僕はそれを知っているのだから護ってやるべきなんだよ。
ほっておくのはフェアじゃない。 」
 
 この人は生まれながらに宗主なんだわ…と笙子は思った。
修がまるで自分という個人は存在しないものであるかのように突き放しているのを見ると笙子はたまらなく切なくなる。

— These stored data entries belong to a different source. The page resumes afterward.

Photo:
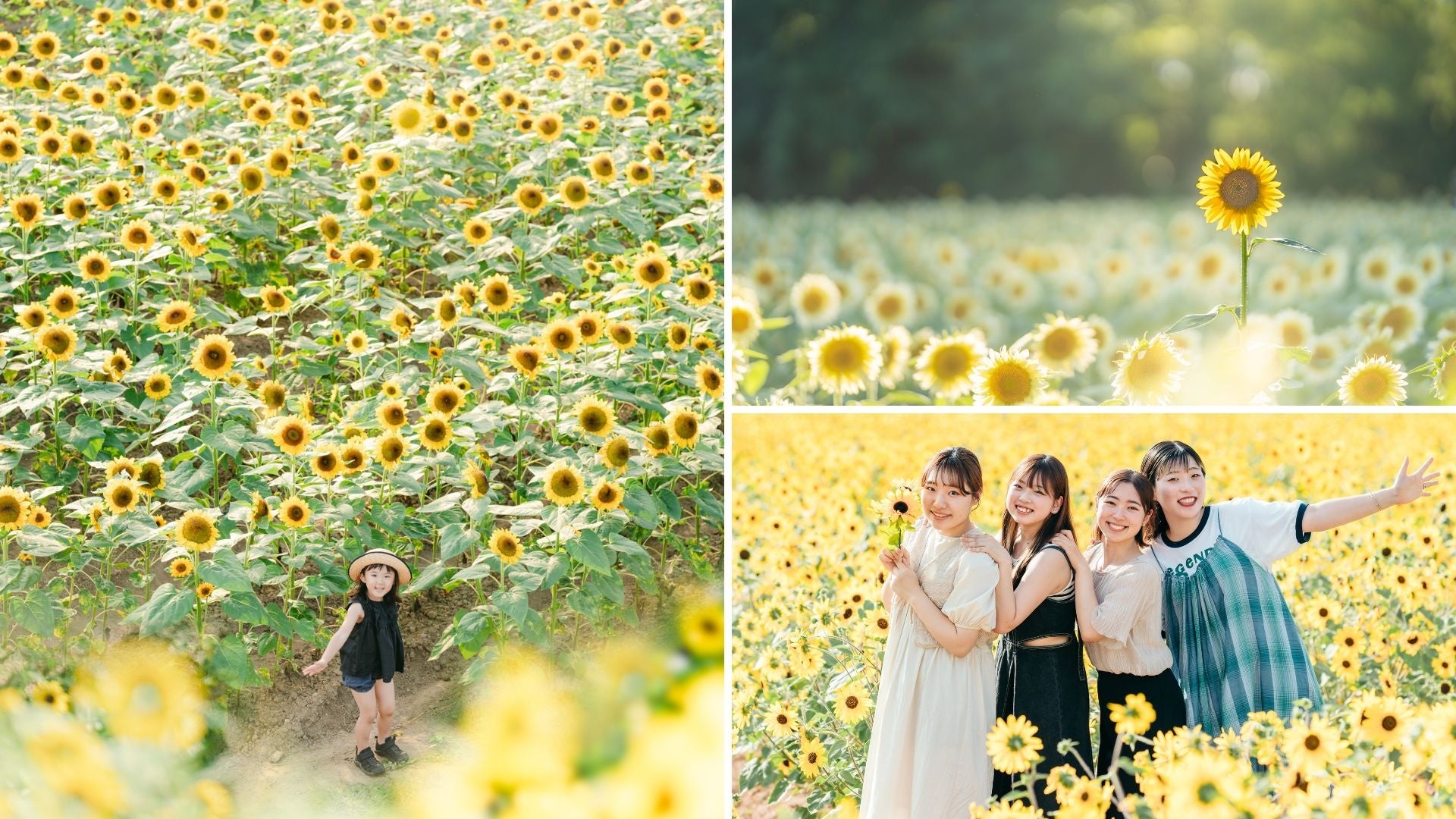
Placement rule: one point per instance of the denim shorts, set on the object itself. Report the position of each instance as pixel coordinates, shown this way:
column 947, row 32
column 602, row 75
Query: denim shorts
column 360, row 684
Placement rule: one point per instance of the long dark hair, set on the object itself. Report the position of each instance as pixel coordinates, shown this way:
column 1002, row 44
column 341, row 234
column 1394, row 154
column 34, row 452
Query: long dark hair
column 362, row 591
column 957, row 466
column 1047, row 472
column 1145, row 496
column 1165, row 457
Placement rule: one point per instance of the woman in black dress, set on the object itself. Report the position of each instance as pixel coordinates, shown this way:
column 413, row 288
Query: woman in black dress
column 1038, row 659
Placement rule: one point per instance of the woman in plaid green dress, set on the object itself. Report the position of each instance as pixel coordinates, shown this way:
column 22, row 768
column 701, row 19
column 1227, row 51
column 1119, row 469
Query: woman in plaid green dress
column 1235, row 645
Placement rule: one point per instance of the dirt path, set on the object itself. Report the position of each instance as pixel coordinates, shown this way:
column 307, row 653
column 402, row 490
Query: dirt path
column 290, row 745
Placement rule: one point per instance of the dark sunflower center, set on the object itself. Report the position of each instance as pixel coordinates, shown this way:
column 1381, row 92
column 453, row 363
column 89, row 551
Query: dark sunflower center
column 1239, row 188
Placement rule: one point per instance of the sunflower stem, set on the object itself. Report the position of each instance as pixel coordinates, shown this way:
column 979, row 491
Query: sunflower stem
column 1244, row 281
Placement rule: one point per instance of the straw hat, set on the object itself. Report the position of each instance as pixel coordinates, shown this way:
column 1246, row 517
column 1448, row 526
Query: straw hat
column 382, row 557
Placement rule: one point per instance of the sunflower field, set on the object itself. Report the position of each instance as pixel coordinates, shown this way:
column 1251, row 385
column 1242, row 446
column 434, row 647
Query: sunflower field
column 1372, row 601
column 284, row 281
column 1095, row 300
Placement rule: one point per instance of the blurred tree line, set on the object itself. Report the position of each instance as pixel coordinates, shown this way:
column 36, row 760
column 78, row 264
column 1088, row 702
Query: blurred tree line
column 1018, row 98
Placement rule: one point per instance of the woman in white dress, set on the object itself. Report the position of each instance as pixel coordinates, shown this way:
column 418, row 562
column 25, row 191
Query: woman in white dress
column 938, row 679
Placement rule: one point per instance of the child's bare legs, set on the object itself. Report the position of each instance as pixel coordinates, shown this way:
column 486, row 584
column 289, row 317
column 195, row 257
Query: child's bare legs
column 384, row 698
column 367, row 711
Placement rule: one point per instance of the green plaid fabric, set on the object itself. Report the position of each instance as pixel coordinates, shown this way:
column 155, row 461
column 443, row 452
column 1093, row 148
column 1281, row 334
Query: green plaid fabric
column 1235, row 643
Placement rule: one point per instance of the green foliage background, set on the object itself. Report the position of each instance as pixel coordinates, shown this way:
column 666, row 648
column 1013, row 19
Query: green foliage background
column 1005, row 98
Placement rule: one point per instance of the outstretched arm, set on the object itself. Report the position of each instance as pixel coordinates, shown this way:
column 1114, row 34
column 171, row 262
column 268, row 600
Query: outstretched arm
column 951, row 637
column 350, row 618
column 1407, row 487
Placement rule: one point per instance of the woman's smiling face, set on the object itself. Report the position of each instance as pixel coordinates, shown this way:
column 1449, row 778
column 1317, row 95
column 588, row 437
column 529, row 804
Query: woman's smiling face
column 946, row 504
column 1180, row 493
column 1030, row 503
column 1120, row 515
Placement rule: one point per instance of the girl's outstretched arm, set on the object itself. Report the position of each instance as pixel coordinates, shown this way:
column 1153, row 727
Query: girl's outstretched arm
column 1337, row 512
column 350, row 618
column 951, row 637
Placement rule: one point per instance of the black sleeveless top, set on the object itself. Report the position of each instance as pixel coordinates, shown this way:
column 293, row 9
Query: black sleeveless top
column 375, row 649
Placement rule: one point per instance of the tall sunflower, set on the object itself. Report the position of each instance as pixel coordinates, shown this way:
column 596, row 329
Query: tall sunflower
column 843, row 360
column 1238, row 190
column 563, row 483
column 213, row 356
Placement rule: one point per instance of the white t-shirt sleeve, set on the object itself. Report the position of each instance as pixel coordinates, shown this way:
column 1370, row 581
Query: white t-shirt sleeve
column 973, row 598
column 1266, row 531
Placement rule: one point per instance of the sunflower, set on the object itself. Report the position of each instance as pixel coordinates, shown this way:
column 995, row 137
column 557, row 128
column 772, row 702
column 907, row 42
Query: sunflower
column 498, row 295
column 175, row 316
column 590, row 324
column 843, row 360
column 1014, row 745
column 152, row 475
column 363, row 254
column 15, row 507
column 563, row 483
column 1008, row 378
column 28, row 210
column 651, row 270
column 682, row 426
column 1134, row 716
column 1149, row 371
column 657, row 438
column 146, row 692
column 435, row 431
column 530, row 199
column 410, row 118
column 574, row 193
column 561, row 337
column 677, row 335
column 391, row 450
column 606, row 496
column 64, row 302
column 506, row 545
column 274, row 299
column 811, row 757
column 291, row 435
column 1065, row 346
column 137, row 237
column 294, row 512
column 710, row 379
column 121, row 494
column 617, row 453
column 1385, row 720
column 699, row 290
column 1238, row 191
column 158, row 385
column 1373, row 382
column 852, row 704
column 327, row 464
column 526, row 359
column 622, row 335
column 57, row 341
column 197, row 531
column 213, row 356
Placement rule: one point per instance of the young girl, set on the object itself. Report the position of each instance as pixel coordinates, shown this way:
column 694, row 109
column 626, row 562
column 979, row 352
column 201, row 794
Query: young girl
column 372, row 653
column 1235, row 645
column 1120, row 615
column 1038, row 662
column 937, row 687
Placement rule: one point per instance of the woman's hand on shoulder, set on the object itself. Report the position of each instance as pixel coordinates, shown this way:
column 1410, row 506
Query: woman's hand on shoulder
column 989, row 545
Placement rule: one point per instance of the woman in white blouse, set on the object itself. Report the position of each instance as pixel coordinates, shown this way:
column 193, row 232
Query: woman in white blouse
column 1120, row 614
column 938, row 681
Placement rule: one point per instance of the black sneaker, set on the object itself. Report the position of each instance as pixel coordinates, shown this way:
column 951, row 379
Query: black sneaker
column 392, row 752
column 369, row 764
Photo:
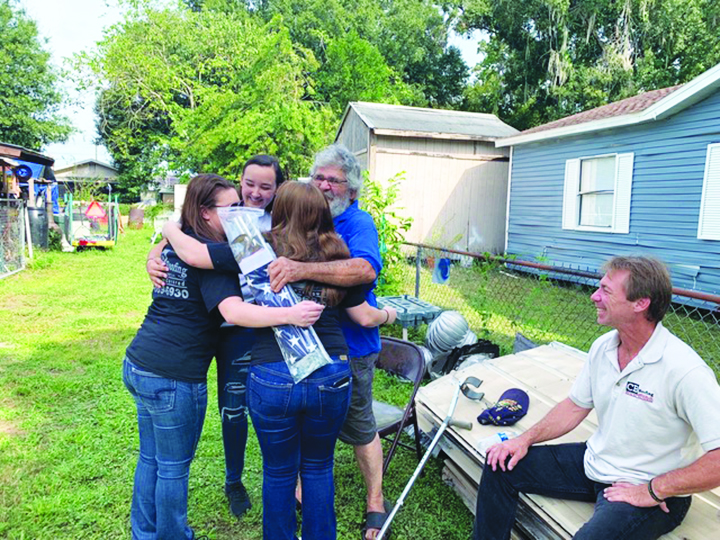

 たまには素のままの自分を曝け出して泣いたり喚いたりしたっていいのに…。
修のあの笑顔は温かさや優しさで作られたすべてを覆い隠すための仮面なんだから…。

 「今日は…もうだめだろうね。 ずっと待っていても多分現れない…。 
取り敢えず輝郷伯父さんに報告しておこう。 何か対策を考えるよ。」

 修はそう言って理事長室の方へ向かった。

 笙子は後について行きながら考えた。あれが幽霊なら…不思議だわ。
二年前までは全くそんな現象はなかったというし、この学校のどこにもそれらしい気配はないというのに急に現れるなんて…。
 まるでこの学校の何処かにぽっかり穴が開いていてそこから出入りしているみたいに。

悪意のようなものが感じられないだけ増しね。

笙子はそんなこと呟きながら先を行く修の腕を取った。
笙子のその手に反対側の手を重ねながら修は微笑んだ。